- Country of origin: United Kingdom
- Original language: English
- No. of seasons: 1
- No. of episodes: 4

Production
- Executive producer: Daisy Goodwin
- Production company: Silver River

Original release
- Network: Channel 4
- Release: 25 September – 16 October 2007

= Bringing Up Baby (TV series) =

British television documentary series

Bringing Up Baby is a four-part British television documentary series which compares three different childcare methods for babies: the Truby King method (a strict, routine-based method popular in the 1950s), the Benjamin Spock approach (a more relaxed approach based on parents' instincts, popular in the 1960s), and the Continuum concept (in which babies are in constant contact with a parent at all times, based on tribal child-rearing methods and popular in the 1970s). Each method was advocated and administered by a nanny for two families each. The series was controversial when it aired on Channel 4 in 2007, particularly due to the actions recommended by Truby King advocate Claire Verity, and questions over Verity's qualifications.

==The Methods==

===The Truby King method===
Mentor Claire Verity espoused a routine popular in the 1950s, based on the 1907 book Feeding And Care Of Babies by Truby King: that babies should follow a strict routine from the day they are born, and that parents should dictate this routine, not the other way round. This included a rigid timetable with feeds every four hours, a separate room from the parents from day one, and rules forbidding "unnecessary contact" especially when the babies woke during the night. Verity also recommended that the babies spend several hours per day outside, saying that the fresh air helped them to sleep better.

===The Benjamin Spock approach===
Mentor Dreena Hamilton supervised two families (including a single mother) with the approach outlined by Benjamin Spock in his best-selling book The Common Sense Book of Baby and Child Care. The Spock method encouraged parents to use their instincts to detect a child's needs. Sarah Fox, one of the mothers using Spock's method admitted that her son Leon did not sleep as well as she would have liked, but the closer bond between them made following Spock worthwhile.

===The Continuum concept===
Mentor Claire Scott had her two families follow the Continuum concept, developed from a study of South American Indians by anthropologist Jean Liedloff. The Continuum concept recommends constant skin-to-skin contact between the baby and its parents until it is twelve months old. The child sleeps in the same bed as the parents, and is carried around in a sling during the day. Grace Collins, who raised her son Oliver using the concept, also praised the bond this method built up between the child and parents, was not too inconvenient and had a positive effect on Oliver's development.

==Controversy==
The UK's media regulator Ofcom received 752 complaints about Bringing Up Baby, and conducted an investigation which cleared the programme of breaching the broadcasting code. Ofcom found that although some of the techniques portrayed in the series were controversial, they were presented in an appropriate context, and the audience was properly informed of the benefits and disadvantages of each. It determined that Channel 4 had taken due care to ensure the health and wellbeing of the children used as subjects in the experiment, and that the families involved had given clear consent and were free to discontinue their involvement at any time during the filming.

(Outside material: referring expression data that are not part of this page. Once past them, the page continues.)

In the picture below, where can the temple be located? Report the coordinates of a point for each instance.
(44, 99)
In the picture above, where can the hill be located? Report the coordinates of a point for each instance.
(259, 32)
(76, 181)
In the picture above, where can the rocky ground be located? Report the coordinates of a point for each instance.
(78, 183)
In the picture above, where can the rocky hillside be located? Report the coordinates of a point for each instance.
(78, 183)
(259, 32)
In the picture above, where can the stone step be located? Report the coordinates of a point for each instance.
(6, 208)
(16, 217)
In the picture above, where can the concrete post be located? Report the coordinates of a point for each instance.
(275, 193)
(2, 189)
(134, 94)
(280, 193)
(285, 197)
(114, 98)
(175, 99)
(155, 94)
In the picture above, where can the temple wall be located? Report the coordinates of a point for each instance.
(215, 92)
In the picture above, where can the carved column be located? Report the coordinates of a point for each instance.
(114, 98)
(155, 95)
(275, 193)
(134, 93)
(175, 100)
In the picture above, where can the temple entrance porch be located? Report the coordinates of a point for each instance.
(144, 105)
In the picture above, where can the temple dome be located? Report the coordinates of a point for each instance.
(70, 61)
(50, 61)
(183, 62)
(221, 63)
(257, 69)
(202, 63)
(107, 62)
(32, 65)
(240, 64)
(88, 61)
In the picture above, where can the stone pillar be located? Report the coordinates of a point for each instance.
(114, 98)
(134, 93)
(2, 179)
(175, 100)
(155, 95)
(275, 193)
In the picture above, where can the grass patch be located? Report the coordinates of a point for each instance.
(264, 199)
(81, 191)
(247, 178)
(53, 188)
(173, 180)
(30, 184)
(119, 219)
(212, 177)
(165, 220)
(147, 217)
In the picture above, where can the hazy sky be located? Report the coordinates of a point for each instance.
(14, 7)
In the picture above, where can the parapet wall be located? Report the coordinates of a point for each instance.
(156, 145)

Childcare expert Gina Ford strongly criticised Verity's methods in a letter to the NSPCC, urging them to take steps to ensure that television production companies not continue what she called a form of "child abuse".

The Foundation for the Study of Infant Deaths (FSID) released a statement on its website, expressing concern over Verity's recommendation that a baby sleep in a separate room from its parents from the day it was born. The FSID stated that "Advice on the programme that a baby should sleep in its own bedroom from day one has, in fact, been found to double the risk of cot death."

In addition, questions arose over Verity's qualifications as a maternity nurse. Channel 4 had issued a press release listing a number of qualifications Verity claimed to hold. When The Times newspaper requested a list from Verity's agent, it found the lists differed. Verity claimed to hold diplomas in child daycare and pre-school practice from ASET, qualifications in maternity practice, sleep training and paediatrics from Maternity Nurse Training, and a diploma in childcare from Goal. All three organisations confirmed that they had no record of granting such qualifications to Verity, and Channel 4 conducted an investigation into the claims.

When the series aired in Australia on the ABC1 network in 2009, complaints to the Australian Broadcasting Corporation regarding the controversies in the UK prompted the ABC to broadcast a disclaimer before the second and subsequent episodes of the series:

Disclaimer: Some of the parenting practices advocated by the mentors in this series are not consistent with current, scientifically based, safe sleeping messages and can increase the risks of sudden and unexpected death in infancy including SIDS and fatal sleeping accidents. The ABC advises that the term "maternity nurse" used in this program does not signify a professionally qualified nurse but rather someone with experience in caring for babies and children.